U.S. citizens have the right to possess firearms. However, if convicted of a felony, this right is taken away. This lesson will explore the federal gun laws for convicted felons, including the history and restoration of rights.

The Second Amendment

The Second Amendment of the U.S. Constitution is the right to bear arms. In 1791, the government thought it necessary for people to have the right to possess firearms for self-defense and in the event a militia (people's army) needed to be formed. Even though we were given the right to own firearms, the government decided there are specific individuals who should be prohibited from this right. One of those types of individuals is a convicted felon.

Case study: Jake is a law-abiding citizen and enjoys collecting firearms. He has never committed a crime and owns 15 guns. Because so, he is permitted to have these guns in his possession. He's also permitted to carry a handgun as he has been approved for his concealed carry license. He uses his guns for target shooting, hunting, and self-defense if needed.

Felony Conviction

The federal law states that anyone convicted of a felony cannot possess a firearm. A felony punishment is typically incarceration for more than 12 months. For most states, the minimum punishment for a fourth-degree felony (the lowest level of felony) is 12 months.

According to the federal law, as long as the felony can be punishable for 12 months the person is a felon and must abide by the gun control law.

  • What if a person serves 6 months in prison and finishes the remaining 6 months on probation? Is that person exempt since they never served the whole 12 months in prison? No.
  • Can convicted felons hunt with a shotgun? No. The federal law defines a firearm as 'any weapon, including a starter gun, which will or is designed to or may readily be converted to expel a projectile by the action of an explosive.'

The federal law's definition of a firearm includes shotguns used for hunting, however, the federal law does not consider a crossbow a firearm.
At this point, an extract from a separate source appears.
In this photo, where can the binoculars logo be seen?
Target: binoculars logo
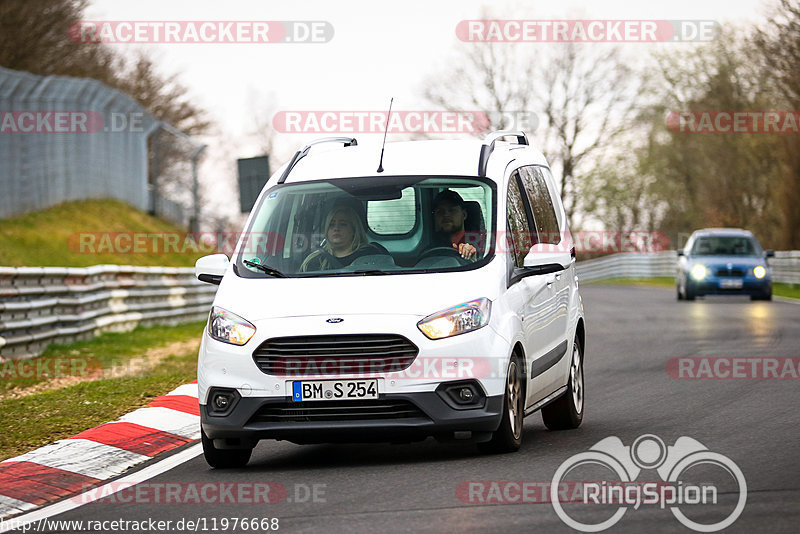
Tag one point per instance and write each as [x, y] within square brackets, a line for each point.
[648, 452]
Therefore, convicted felons can hunt with a compound bow or crossbow.

Case study: Andy gets involved with the wrong people and finds himself using drugs. Desperate for money to feed his drug habit, he steals money from his employer's cash register. Andy's employer informs law enforcement of what he has done, and he is convicted of a felony-level burglary offense and sentenced to 14 months in prison. Andy is mandated to turn his guns over to law enforcement. Because of Andy's otherwise clean record and good behavior while incarcerated, he only serves 4 months in prison. Even though he is released early, he is still prohibited from owning a firearm.

Misdemeanor Conviction

As previously mentioned, the only misdemeanor that is banned from gun possession is domestic violence, or assault and battery in some cases. There are some subsequent misdemeanors (e.g. two DUI convictions) that can carry a sentence of more than 12 months; however, people in this situation are exempt from the law due to the original offense being a misdemeanor.
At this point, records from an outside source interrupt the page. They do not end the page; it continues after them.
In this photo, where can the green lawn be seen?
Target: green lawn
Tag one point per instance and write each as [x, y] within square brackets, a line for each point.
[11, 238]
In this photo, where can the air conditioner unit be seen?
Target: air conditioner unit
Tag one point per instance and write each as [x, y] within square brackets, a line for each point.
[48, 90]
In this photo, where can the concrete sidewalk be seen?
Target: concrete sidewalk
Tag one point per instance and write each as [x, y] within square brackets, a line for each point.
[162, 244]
Case study: Ben and his wife have marital issues. After she finds text messages on his phone, she confronts him. He begins yelling at her and then she slaps him. He pushes her and she falls over and hits her face on the counter. She calls the police, and Ben gets charged and convicted of domestic violence. His right to bear arms is taken away.

Gun Control Act of 1968

Prior to 1968, anyone could possess or purchase a firearm. The assassinations of President John F. Kennedy, Attorney General Robert Kennedy, and Dr. Martin Luther King, Jr. initiated law makers to develop the Gun Control Act of 1968. The Gun Control Act of 1968 prohibited any convicted felon from purchasing or owning a firearm and ammunition.
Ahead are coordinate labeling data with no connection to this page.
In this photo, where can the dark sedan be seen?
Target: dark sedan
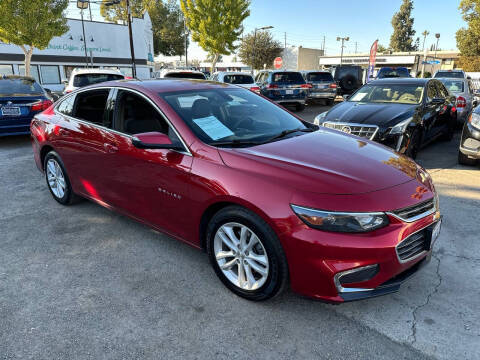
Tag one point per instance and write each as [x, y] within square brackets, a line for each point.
[469, 151]
[404, 114]
[20, 99]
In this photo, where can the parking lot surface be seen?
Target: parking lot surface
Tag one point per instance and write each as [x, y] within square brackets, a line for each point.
[84, 282]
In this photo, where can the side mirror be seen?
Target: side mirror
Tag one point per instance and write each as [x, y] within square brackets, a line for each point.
[154, 140]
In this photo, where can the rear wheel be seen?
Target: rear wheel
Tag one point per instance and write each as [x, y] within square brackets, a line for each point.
[246, 254]
[57, 179]
[465, 160]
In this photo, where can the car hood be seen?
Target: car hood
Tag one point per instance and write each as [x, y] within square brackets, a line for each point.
[325, 161]
[382, 115]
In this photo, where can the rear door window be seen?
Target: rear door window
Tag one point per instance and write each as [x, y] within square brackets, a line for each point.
[90, 105]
Until the year 1996, The Gun Control Act of 1968 only prohibited those with felonies from owning a firearm. An amendment, specific to those convicted of a misdemeanor domestic violence offense (including assault and battery), was added to the act. Even though domestic violence is not considered a felony offense, policy makers believed that anyone who exhibited violence against a significant other should not be allowed access to a firearm. When the amendment took effect, anyone with a domestic violence charge, even those convicted 10 years prior, fell under the ban.